Also called: Antipsoriatics

- Summary
- About psoriasis medications
- Types and differences
- Conditions of concern
- Potential side effects
- Drug interactions
- Symptoms of overdose
- Pregnancy use issues
- Child use issues
- Elderly use issues
- Questions for your doctor

Reviewed By:
Mary Ellen Luchetti, M.D., AAD

Pregnancy use issues

All women who are or may become pregnant should discuss the use of any psoriasis medication with their physician. Many psoriasis medications should not be used by women who are or may become pregnant. This is particularly true of oral retinoids, methotrexate and PUVA phototherapy. These are absolutely not recommended for pregnant women because of a very high risk of miscarriage or severe birth defects. The Food and Drug Administration (FDA) strictly monitors many of these medications and may require women to have two negative pregnancy tests prior to receiving a prescription.

In addition, women may be required to have monthly pregnancy tests throughout the course of isotretinoin treatment. Some of these medications (e.g., the retinoid etretinate) may remain in the system for a very long time, requiring adequate contraception for as long as two or three years following therapy. These medications are also not recommended when breastfeeding.

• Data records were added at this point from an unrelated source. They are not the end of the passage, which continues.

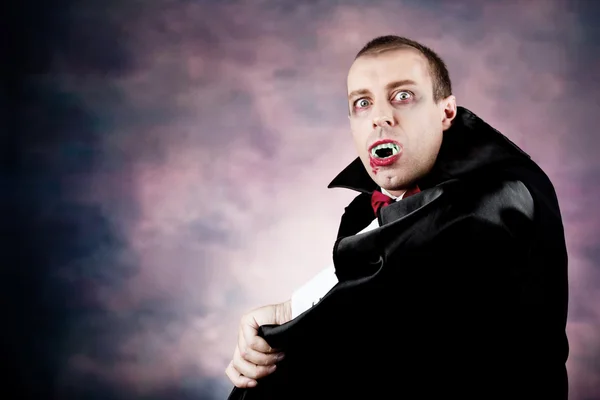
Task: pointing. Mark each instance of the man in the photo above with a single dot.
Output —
(457, 289)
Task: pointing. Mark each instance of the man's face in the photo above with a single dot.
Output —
(396, 124)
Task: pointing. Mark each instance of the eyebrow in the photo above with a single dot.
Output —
(391, 85)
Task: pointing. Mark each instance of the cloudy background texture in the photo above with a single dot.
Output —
(174, 159)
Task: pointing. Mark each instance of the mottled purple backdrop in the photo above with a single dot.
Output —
(184, 148)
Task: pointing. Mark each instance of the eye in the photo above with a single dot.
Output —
(402, 96)
(361, 103)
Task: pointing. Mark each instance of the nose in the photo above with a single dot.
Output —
(383, 121)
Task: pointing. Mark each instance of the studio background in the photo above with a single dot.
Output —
(173, 158)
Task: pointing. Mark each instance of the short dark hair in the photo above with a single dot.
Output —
(442, 86)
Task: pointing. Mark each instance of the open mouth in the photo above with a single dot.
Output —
(385, 150)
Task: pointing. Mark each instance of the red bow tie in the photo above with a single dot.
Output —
(379, 200)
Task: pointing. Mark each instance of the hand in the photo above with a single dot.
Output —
(253, 357)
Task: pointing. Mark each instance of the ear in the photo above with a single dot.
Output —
(448, 111)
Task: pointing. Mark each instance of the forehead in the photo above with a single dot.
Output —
(375, 71)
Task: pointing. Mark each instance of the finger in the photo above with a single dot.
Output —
(256, 357)
(250, 370)
(238, 379)
(254, 341)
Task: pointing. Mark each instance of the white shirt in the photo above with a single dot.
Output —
(312, 291)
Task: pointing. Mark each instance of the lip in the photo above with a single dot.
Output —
(387, 161)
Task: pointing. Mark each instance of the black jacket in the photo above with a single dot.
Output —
(461, 293)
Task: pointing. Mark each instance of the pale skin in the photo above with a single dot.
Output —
(390, 96)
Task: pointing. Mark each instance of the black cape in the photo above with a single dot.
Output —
(461, 293)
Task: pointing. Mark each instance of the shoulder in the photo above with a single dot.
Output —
(506, 204)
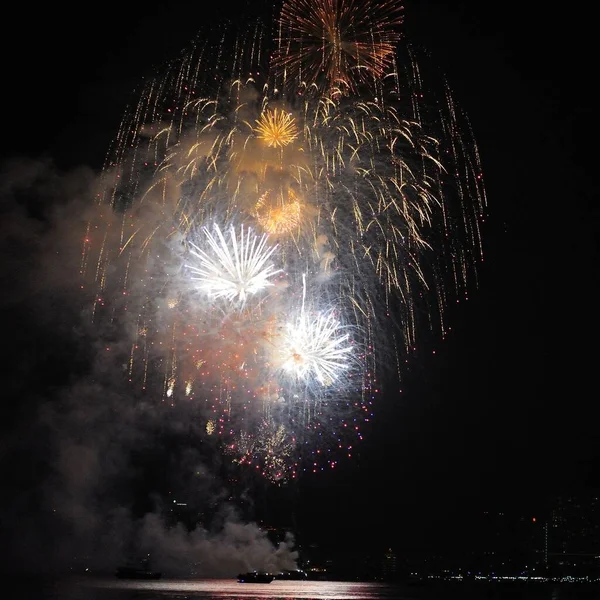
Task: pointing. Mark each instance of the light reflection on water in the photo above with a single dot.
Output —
(231, 589)
(219, 589)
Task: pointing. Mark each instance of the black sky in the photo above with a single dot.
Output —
(504, 413)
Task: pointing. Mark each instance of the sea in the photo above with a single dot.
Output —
(107, 588)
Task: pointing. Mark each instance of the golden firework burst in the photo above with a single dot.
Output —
(276, 215)
(277, 128)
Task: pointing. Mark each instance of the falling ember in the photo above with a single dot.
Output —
(275, 240)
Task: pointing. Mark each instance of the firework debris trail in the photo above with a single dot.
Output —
(276, 220)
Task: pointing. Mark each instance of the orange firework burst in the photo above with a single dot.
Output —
(278, 215)
(277, 128)
(343, 41)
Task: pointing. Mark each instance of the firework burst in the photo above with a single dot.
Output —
(374, 197)
(276, 128)
(234, 269)
(337, 43)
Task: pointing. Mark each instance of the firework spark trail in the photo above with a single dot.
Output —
(368, 187)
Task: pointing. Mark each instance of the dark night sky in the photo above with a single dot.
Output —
(504, 413)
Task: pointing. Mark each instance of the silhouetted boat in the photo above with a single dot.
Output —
(136, 573)
(294, 575)
(255, 577)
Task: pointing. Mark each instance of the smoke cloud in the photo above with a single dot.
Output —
(95, 474)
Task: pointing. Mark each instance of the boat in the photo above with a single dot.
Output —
(255, 577)
(137, 573)
(295, 575)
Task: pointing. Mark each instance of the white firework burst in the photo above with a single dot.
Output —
(315, 346)
(236, 268)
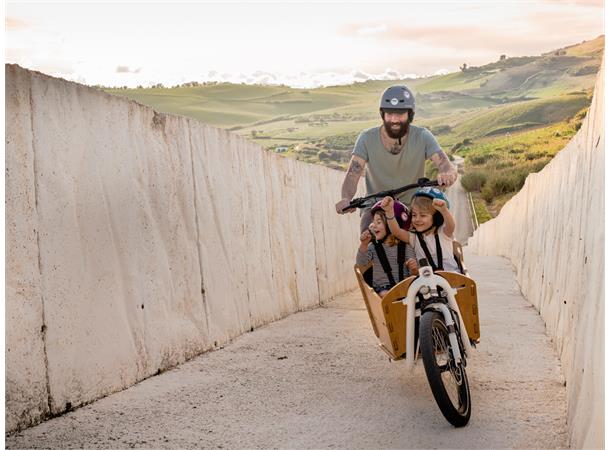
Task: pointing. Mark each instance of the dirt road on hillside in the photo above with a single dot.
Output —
(318, 380)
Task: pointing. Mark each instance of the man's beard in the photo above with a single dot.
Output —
(396, 134)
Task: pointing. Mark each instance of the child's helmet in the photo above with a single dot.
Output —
(401, 212)
(432, 193)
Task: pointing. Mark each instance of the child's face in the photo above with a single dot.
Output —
(421, 219)
(377, 227)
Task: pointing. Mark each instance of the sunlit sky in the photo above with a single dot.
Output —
(300, 44)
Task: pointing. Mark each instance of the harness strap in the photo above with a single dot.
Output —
(383, 259)
(439, 251)
(401, 260)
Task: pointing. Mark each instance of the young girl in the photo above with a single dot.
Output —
(432, 227)
(386, 252)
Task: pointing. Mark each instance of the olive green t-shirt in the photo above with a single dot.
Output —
(387, 171)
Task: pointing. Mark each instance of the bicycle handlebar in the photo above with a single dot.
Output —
(362, 202)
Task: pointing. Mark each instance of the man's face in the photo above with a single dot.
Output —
(395, 122)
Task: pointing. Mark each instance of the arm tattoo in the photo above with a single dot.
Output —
(350, 184)
(444, 165)
(354, 168)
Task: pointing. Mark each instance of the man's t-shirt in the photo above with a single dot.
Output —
(387, 171)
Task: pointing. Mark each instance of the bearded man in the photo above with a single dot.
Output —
(393, 154)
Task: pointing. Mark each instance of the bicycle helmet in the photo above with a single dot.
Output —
(401, 212)
(432, 193)
(397, 97)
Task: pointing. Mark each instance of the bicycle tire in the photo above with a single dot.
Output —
(441, 370)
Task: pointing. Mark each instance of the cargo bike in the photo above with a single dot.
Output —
(433, 315)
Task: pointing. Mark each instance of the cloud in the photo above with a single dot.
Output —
(13, 24)
(596, 3)
(534, 34)
(371, 30)
(126, 69)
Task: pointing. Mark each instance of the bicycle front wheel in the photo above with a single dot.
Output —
(447, 379)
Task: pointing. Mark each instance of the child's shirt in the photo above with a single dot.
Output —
(449, 263)
(380, 278)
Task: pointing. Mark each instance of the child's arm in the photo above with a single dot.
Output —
(363, 257)
(449, 225)
(388, 208)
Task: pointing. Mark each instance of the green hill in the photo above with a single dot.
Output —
(472, 110)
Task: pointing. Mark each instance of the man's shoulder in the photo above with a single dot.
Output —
(418, 131)
(373, 131)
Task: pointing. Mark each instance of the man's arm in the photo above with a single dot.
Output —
(350, 183)
(447, 173)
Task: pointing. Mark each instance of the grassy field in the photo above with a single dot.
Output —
(506, 118)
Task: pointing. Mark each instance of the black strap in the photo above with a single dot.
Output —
(439, 251)
(459, 263)
(383, 259)
(401, 260)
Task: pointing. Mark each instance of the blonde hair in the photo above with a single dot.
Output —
(423, 203)
(390, 239)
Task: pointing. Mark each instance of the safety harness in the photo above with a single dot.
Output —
(439, 253)
(383, 259)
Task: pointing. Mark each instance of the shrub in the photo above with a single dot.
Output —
(473, 181)
(530, 156)
(504, 164)
(480, 159)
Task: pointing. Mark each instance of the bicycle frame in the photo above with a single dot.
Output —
(426, 283)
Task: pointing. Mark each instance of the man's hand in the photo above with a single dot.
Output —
(387, 204)
(439, 204)
(343, 203)
(365, 237)
(446, 179)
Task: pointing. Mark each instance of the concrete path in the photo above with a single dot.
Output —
(318, 380)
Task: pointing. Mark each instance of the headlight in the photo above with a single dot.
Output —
(426, 272)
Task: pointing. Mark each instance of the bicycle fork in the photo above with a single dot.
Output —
(426, 282)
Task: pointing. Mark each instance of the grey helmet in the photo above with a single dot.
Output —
(397, 97)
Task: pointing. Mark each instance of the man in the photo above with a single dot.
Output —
(394, 154)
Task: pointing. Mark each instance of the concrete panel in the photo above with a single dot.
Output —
(155, 238)
(553, 233)
(118, 254)
(25, 361)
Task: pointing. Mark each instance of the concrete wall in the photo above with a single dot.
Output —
(553, 233)
(137, 240)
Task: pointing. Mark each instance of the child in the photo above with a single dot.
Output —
(386, 252)
(432, 227)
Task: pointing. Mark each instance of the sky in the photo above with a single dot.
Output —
(301, 44)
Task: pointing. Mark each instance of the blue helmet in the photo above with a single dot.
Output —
(432, 192)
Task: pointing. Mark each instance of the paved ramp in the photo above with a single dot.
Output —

Topical retinoids are typically not recommended for women who are or may become pregnant. Certain topical retinoids, including tazarotene, must not be used in pregnancy.

The safety of many other psoriasis medications (e.g., anthralin, corticosteroids, vitamin D analogs) during pregnancy has not been established. Because of this, these medications are not recommended for women who are or may become pregnant. Most of these medications may also be excreted in breast milk, so they are not recommended for women who are breastfeeding.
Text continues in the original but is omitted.